Abstract
Thermal and RGB images exhibit significant differences in information representation, especially in low-light or nighttime environments. Thermal images provide temperature information, complementing the RGB images by restoring details and contextual information. However, the spatial discrepancy between different modalities in RGB-Thermal (RGB-T) semantic segmentation tasks complicates the process of multimodal feature fusion, leading to a loss of spatial contextual information and limited model performance. This paper proposes a channel-space fusion nonlinear spiking neural P system model network (CSPM-SNPNet) to address these challenges. This paper designs a novel color-thermal image fusion module to effectively integrate features from both modalities. During decoding, a nonlinear spiking neural P system is introduced to enhance multi-channel information extraction through the convolution of spiking neural P systems (ConvSNP) operations, fully restoring features learned in the encoder. Experimental results on public datasets MFNet and PST900 demonstrate that CSPM-SNPNet significantly improves segmentation performance. Compared with the existing methods, CSPM-SNPNet achieves a 0.5% improvement in mIOU on MFNet and 1.8% on PST900, showcasing its effectiveness in complex scenes.
Overview
- The study investigates the differences in information representation between thermal and RGB images, particularly in low-light or nighttime environments.
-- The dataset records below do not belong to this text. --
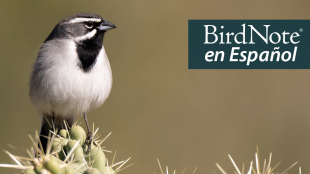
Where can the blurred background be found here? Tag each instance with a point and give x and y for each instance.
(159, 108)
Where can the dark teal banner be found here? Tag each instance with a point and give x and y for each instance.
(249, 44)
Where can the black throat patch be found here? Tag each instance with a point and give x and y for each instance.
(88, 51)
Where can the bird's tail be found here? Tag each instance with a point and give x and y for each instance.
(52, 123)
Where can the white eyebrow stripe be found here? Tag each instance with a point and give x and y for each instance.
(87, 36)
(77, 20)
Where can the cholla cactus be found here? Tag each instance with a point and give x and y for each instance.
(266, 169)
(65, 155)
(174, 172)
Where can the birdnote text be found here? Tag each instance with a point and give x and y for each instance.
(248, 44)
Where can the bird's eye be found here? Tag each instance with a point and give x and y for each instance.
(89, 24)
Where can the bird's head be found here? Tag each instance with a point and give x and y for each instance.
(81, 27)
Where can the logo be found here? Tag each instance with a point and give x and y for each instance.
(249, 44)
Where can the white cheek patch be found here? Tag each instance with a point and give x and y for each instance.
(78, 20)
(87, 36)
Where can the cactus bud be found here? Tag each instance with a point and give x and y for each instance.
(77, 133)
(63, 133)
(107, 170)
(97, 156)
(78, 151)
(53, 166)
(92, 171)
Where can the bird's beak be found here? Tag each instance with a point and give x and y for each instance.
(106, 25)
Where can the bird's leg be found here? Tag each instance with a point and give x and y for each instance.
(89, 137)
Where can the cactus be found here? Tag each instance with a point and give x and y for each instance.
(65, 155)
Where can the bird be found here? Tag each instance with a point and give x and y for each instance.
(71, 74)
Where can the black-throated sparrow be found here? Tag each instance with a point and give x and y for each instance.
(72, 73)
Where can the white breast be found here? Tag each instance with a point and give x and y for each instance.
(59, 85)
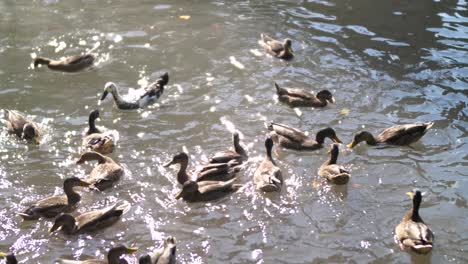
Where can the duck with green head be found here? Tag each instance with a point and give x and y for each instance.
(400, 135)
(148, 96)
(412, 233)
(291, 138)
(52, 206)
(113, 257)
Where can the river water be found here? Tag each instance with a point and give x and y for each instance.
(387, 62)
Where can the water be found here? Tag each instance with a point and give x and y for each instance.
(387, 62)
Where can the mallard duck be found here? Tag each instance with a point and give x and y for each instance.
(205, 191)
(291, 138)
(54, 205)
(282, 50)
(209, 172)
(99, 142)
(92, 128)
(105, 173)
(412, 232)
(90, 221)
(163, 255)
(298, 97)
(70, 64)
(21, 126)
(238, 153)
(401, 135)
(268, 176)
(10, 258)
(148, 96)
(333, 172)
(113, 257)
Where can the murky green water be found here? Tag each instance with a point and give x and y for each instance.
(387, 62)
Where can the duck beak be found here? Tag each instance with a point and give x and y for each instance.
(104, 94)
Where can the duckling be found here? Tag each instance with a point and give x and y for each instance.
(282, 50)
(70, 64)
(401, 135)
(238, 154)
(268, 176)
(105, 174)
(99, 142)
(291, 138)
(52, 206)
(193, 191)
(302, 98)
(333, 172)
(209, 172)
(113, 257)
(163, 255)
(21, 126)
(90, 221)
(151, 93)
(412, 232)
(10, 258)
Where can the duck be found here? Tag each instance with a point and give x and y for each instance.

- The authors propose the channel-space fusion nonlinear spiking neural P system model network (CSPM-SNPNet) to address the challenges of multimodal feature fusion.
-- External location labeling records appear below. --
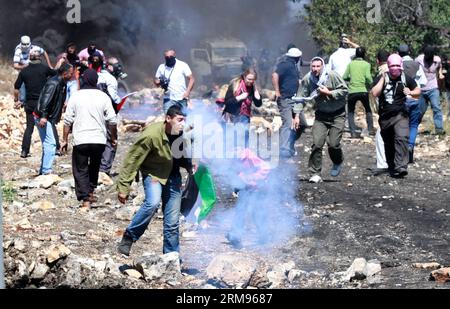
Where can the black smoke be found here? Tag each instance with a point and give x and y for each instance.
(138, 31)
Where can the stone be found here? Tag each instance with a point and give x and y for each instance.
(372, 268)
(39, 271)
(57, 252)
(276, 278)
(356, 270)
(232, 270)
(23, 224)
(295, 274)
(126, 213)
(133, 273)
(43, 205)
(165, 268)
(431, 266)
(105, 179)
(19, 245)
(47, 181)
(441, 275)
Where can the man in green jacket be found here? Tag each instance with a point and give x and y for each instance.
(327, 92)
(158, 155)
(360, 79)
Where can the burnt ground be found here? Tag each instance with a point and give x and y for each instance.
(397, 222)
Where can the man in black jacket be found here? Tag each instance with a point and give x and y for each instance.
(48, 113)
(34, 78)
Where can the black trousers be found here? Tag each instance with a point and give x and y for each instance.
(352, 100)
(395, 133)
(108, 155)
(85, 167)
(26, 141)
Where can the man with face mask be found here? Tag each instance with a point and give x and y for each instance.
(392, 89)
(432, 66)
(88, 52)
(107, 82)
(327, 92)
(48, 113)
(157, 155)
(171, 76)
(286, 81)
(22, 59)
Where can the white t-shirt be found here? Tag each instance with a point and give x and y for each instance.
(88, 111)
(23, 57)
(340, 60)
(104, 77)
(177, 76)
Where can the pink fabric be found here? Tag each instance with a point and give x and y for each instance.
(256, 169)
(84, 55)
(246, 106)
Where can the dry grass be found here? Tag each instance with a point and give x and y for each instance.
(7, 77)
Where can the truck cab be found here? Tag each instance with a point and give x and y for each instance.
(217, 61)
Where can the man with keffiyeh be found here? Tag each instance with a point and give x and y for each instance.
(327, 92)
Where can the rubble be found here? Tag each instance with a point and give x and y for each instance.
(441, 275)
(231, 270)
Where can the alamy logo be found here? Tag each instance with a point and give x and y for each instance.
(74, 14)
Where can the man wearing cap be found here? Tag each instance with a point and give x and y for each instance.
(89, 113)
(342, 57)
(286, 81)
(392, 89)
(33, 77)
(415, 71)
(22, 59)
(327, 92)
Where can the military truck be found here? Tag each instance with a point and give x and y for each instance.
(217, 61)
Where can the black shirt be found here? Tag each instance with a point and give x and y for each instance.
(392, 99)
(34, 77)
(289, 78)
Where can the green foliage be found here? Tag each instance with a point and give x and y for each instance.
(8, 192)
(329, 19)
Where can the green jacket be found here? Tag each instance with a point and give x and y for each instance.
(358, 73)
(151, 154)
(325, 104)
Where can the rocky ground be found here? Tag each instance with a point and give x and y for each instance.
(356, 231)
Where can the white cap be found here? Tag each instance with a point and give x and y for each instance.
(294, 53)
(25, 40)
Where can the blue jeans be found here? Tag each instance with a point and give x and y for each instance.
(72, 87)
(22, 93)
(48, 147)
(169, 103)
(171, 202)
(432, 96)
(415, 117)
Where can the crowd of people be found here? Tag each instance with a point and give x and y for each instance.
(81, 90)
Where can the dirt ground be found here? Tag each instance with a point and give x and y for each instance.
(357, 215)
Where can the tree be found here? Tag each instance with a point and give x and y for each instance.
(415, 22)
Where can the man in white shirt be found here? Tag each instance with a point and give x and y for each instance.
(171, 76)
(88, 113)
(341, 58)
(22, 58)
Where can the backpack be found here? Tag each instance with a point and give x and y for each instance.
(410, 67)
(104, 88)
- The primary objective is to design a novel color-thermal image fusion module to effectively integrate features from both modalities and improve segmentation performance.
Comparative Analysis & Findings
- The CSPM-SNPNet outperforms existing methods in complex scenes, achieving a 0.5% improvement in mIOU on MFNet and 1.8% on PST900.
- The novel color-thermal image fusion module effectively integrates features from both modalities, restoring details and contextual information lost in RGB-Thermal (RGB-T) semantic segmentation tasks.
- The nonlinear spiking neural P system in the decoding phase enhances multi-channel information extraction through convolution operations, fully restoring features learned in the encoder.
Implications and Future Directions
- The study demonstrates the effectiveness of CSPM-SNPNet in multimodal feature fusion, particularly in complex scenes and nighttime environments.
- Future research can explore the application of CSPM-SNPNet in other thermal and RGB image fusion tasks.
- The study highlights the importance of nonlinear spiking neural P systems in enhancing multi-channel information extraction and feature restoration.